L’assèchement du Nil menace la sécurité alimentaire de millions d’Africains
(G.P. avec AFP)
En raison du réchauffement climatique et de sa surexploitation par l’homme, le Nil, deuxième plus long fleuve du monde, est en voie d’assèchement. Dans un récent rapport, le Programme des Nations unies pour l’environnement (PNUE- UNEP) estime que ce phénomène menace fortement les terres agricoles de la dizaine de pays que traverse le fleuve, mettant en péril la sécurité alimentaire de millions d’Africains.
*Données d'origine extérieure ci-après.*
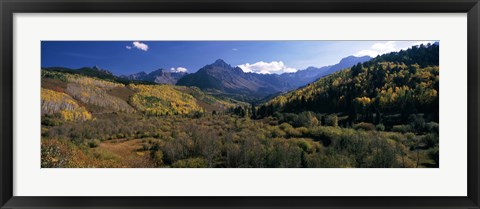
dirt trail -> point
(124, 153)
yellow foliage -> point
(61, 104)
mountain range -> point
(160, 76)
(222, 78)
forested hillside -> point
(391, 89)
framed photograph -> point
(239, 104)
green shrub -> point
(402, 128)
(380, 127)
(331, 120)
(364, 126)
(431, 127)
(93, 143)
(191, 163)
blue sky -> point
(127, 57)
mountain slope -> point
(160, 76)
(220, 76)
(303, 77)
(405, 82)
(77, 97)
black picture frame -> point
(10, 7)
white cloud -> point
(178, 70)
(140, 46)
(267, 67)
(423, 42)
(378, 48)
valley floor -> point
(226, 141)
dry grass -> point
(123, 153)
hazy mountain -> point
(222, 77)
(160, 76)
(303, 77)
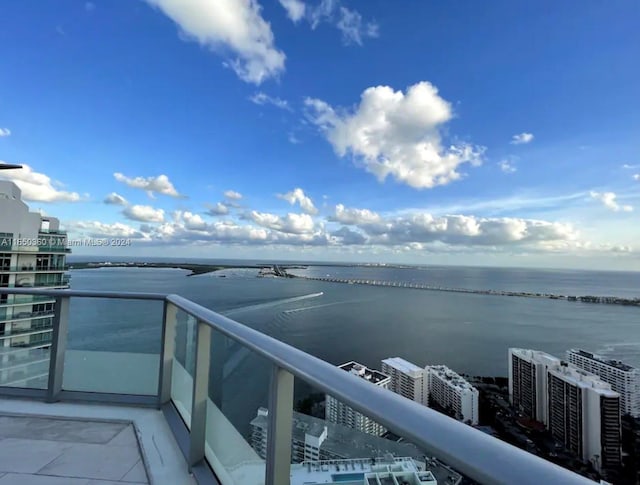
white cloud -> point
(115, 199)
(454, 230)
(353, 216)
(190, 220)
(397, 134)
(151, 185)
(233, 195)
(219, 209)
(291, 223)
(522, 138)
(37, 186)
(99, 229)
(295, 9)
(506, 166)
(298, 195)
(144, 213)
(348, 22)
(262, 99)
(234, 26)
(608, 199)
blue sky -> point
(424, 132)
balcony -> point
(192, 382)
(35, 269)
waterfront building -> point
(317, 439)
(33, 253)
(584, 415)
(624, 379)
(339, 413)
(363, 472)
(451, 392)
(407, 379)
(528, 382)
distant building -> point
(624, 379)
(315, 439)
(407, 379)
(363, 472)
(528, 381)
(339, 413)
(451, 392)
(32, 255)
(584, 415)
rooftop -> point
(453, 378)
(582, 378)
(403, 365)
(84, 444)
(361, 472)
(598, 358)
(343, 441)
(371, 375)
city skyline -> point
(295, 130)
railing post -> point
(169, 322)
(279, 430)
(200, 391)
(58, 348)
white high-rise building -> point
(451, 392)
(528, 381)
(584, 415)
(339, 413)
(32, 254)
(407, 379)
(624, 379)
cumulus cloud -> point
(608, 199)
(115, 199)
(233, 195)
(37, 186)
(295, 9)
(422, 227)
(352, 216)
(219, 209)
(151, 185)
(507, 166)
(397, 134)
(234, 26)
(144, 213)
(297, 195)
(100, 229)
(291, 223)
(349, 22)
(262, 99)
(522, 138)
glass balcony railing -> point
(227, 392)
(34, 269)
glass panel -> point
(184, 365)
(25, 341)
(113, 346)
(237, 414)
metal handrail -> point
(481, 457)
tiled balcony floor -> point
(99, 448)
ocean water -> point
(337, 322)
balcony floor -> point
(85, 444)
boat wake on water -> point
(270, 304)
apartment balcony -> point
(175, 408)
(35, 269)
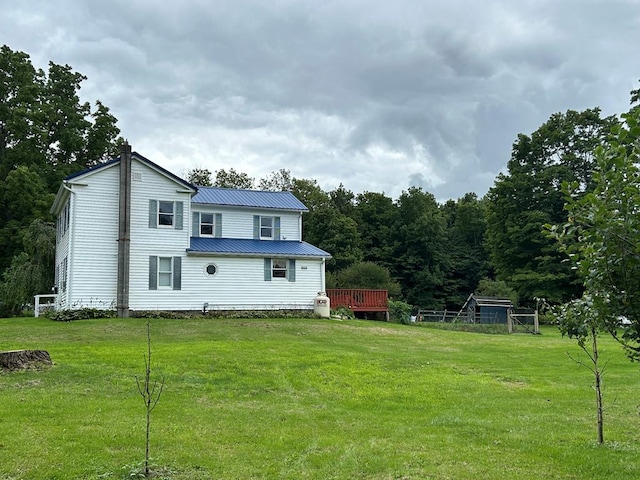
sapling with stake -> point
(150, 392)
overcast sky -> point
(377, 95)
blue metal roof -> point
(248, 198)
(238, 246)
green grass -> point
(312, 399)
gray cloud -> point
(377, 96)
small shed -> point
(482, 309)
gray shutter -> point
(218, 228)
(276, 228)
(256, 227)
(153, 214)
(195, 224)
(153, 273)
(178, 220)
(177, 273)
(267, 269)
(292, 270)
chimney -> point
(124, 230)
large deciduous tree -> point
(46, 133)
(528, 196)
(602, 235)
(467, 261)
(233, 179)
(420, 248)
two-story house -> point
(134, 236)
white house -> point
(133, 236)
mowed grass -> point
(312, 399)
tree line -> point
(427, 253)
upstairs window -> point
(266, 227)
(165, 214)
(165, 271)
(204, 224)
(207, 224)
(278, 268)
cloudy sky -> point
(376, 95)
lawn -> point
(312, 399)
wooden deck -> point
(359, 300)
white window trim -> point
(275, 269)
(170, 273)
(173, 214)
(212, 224)
(272, 227)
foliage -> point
(367, 275)
(602, 234)
(466, 261)
(31, 271)
(279, 181)
(419, 249)
(529, 196)
(580, 321)
(399, 311)
(200, 177)
(496, 288)
(337, 234)
(377, 219)
(80, 314)
(46, 133)
(232, 179)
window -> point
(165, 273)
(165, 214)
(266, 227)
(206, 224)
(279, 268)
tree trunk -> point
(23, 359)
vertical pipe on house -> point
(124, 230)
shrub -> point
(343, 312)
(399, 312)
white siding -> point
(145, 241)
(94, 247)
(238, 222)
(237, 285)
(62, 252)
(91, 246)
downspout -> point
(70, 252)
(300, 226)
(124, 231)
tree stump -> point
(24, 359)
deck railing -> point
(359, 300)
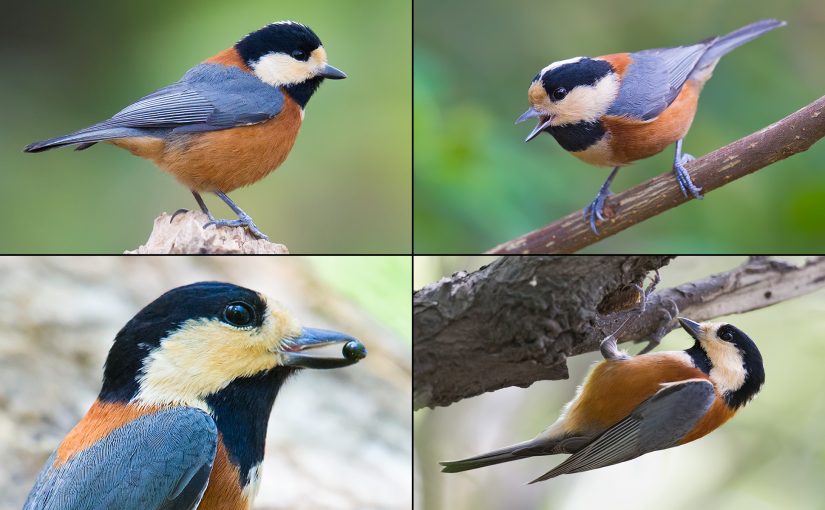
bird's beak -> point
(333, 73)
(694, 329)
(529, 114)
(544, 122)
(320, 348)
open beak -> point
(544, 122)
(694, 329)
(333, 73)
(321, 348)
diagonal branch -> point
(517, 320)
(791, 135)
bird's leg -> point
(243, 219)
(200, 203)
(595, 210)
(682, 176)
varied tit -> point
(615, 109)
(630, 406)
(228, 122)
(181, 419)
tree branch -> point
(791, 135)
(517, 320)
(187, 235)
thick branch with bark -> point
(791, 135)
(517, 320)
(186, 235)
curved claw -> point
(179, 211)
(243, 221)
(595, 211)
(685, 184)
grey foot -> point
(242, 221)
(683, 178)
(595, 211)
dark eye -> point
(559, 94)
(239, 314)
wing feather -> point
(656, 424)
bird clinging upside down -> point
(181, 419)
(630, 406)
(228, 122)
(615, 109)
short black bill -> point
(321, 348)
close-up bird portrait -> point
(218, 97)
(688, 124)
(213, 395)
(524, 372)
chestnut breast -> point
(616, 387)
(630, 139)
(223, 160)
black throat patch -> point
(301, 92)
(241, 412)
(577, 137)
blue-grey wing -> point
(160, 461)
(209, 97)
(654, 79)
(657, 423)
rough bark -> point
(517, 320)
(186, 235)
(791, 135)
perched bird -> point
(181, 419)
(615, 109)
(630, 406)
(228, 122)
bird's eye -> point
(239, 314)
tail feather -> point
(85, 137)
(727, 43)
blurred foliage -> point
(768, 456)
(345, 188)
(373, 283)
(477, 184)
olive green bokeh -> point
(477, 184)
(345, 188)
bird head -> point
(570, 91)
(286, 53)
(729, 357)
(194, 341)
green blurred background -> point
(345, 187)
(769, 456)
(478, 184)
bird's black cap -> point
(283, 37)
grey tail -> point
(724, 44)
(85, 138)
(506, 454)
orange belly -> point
(615, 388)
(224, 491)
(223, 160)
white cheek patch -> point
(279, 69)
(585, 103)
(728, 372)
Selon les estimations du Programme des Nations unies pour l’environnement (PNUE), publié en marge du sommet de la 27e conférence de l’ONU sur le climat (COP 27) qui s’est tenue à Charm el-Cheikh, en Égypte, au mois de novembre dernier, le Nil, deuxième plus long fleuve du monde, est en voie d’assèchement, mettant en péril la sécurité alimentaire de millions d’Africains dont les ressources agricoles dépendent pour l’essentiel de ce cours d’eau. Or, le bassin du Nil, qui couvre 10 % de la superficie du continent africain, constitue une ressource vitale pour quelque 500 millions de personnes.
Un débit en baisse
Selon les experts du PNUE, en 50 ans, le débit du Nil est passé de 3000 m3/s à 2830 m3/s. Il pourrait encore diminuer de 70 %, au cours des prochaines décennies, en raison de la baisse prévisible des précipitation et de la recrudescence des sécheresses en Afrique de l’Est. Ces scientifiques estiment que le lac Victoria, le plus grand lac d’Afrique avec ses 68 100 km², qui est la principale source du Nil, pourrait disparaître au cours des cinq prochains siècles, en raison de la baisse des précipitations et d’une évaporation accrue. Interrogé par l’Agence France Presse (AFP), le géologue Habib Ayeb, professeur émérite à l’université Paris VIII Vincennes - Saint-Denis, souligne que « ceux qui ont le moins d’eau aujourd’hui en auront encore moins demain parce que la compétition sur l’eau sera encore plus terrible ». Selon lui, les risques pesant sur les populations riveraines du Nil sont dus bien plus, pour l’immédiat, des politiques de l’eau menées dans le bassin du fleuve, qu’au réchauffement climatique. « Il y a une grande compétition sur l’eau menée pour les besoins de l’agrobusiness qui produit pour l’exportation », explique-t-il, citant notamment le cas de l’Éthiopie.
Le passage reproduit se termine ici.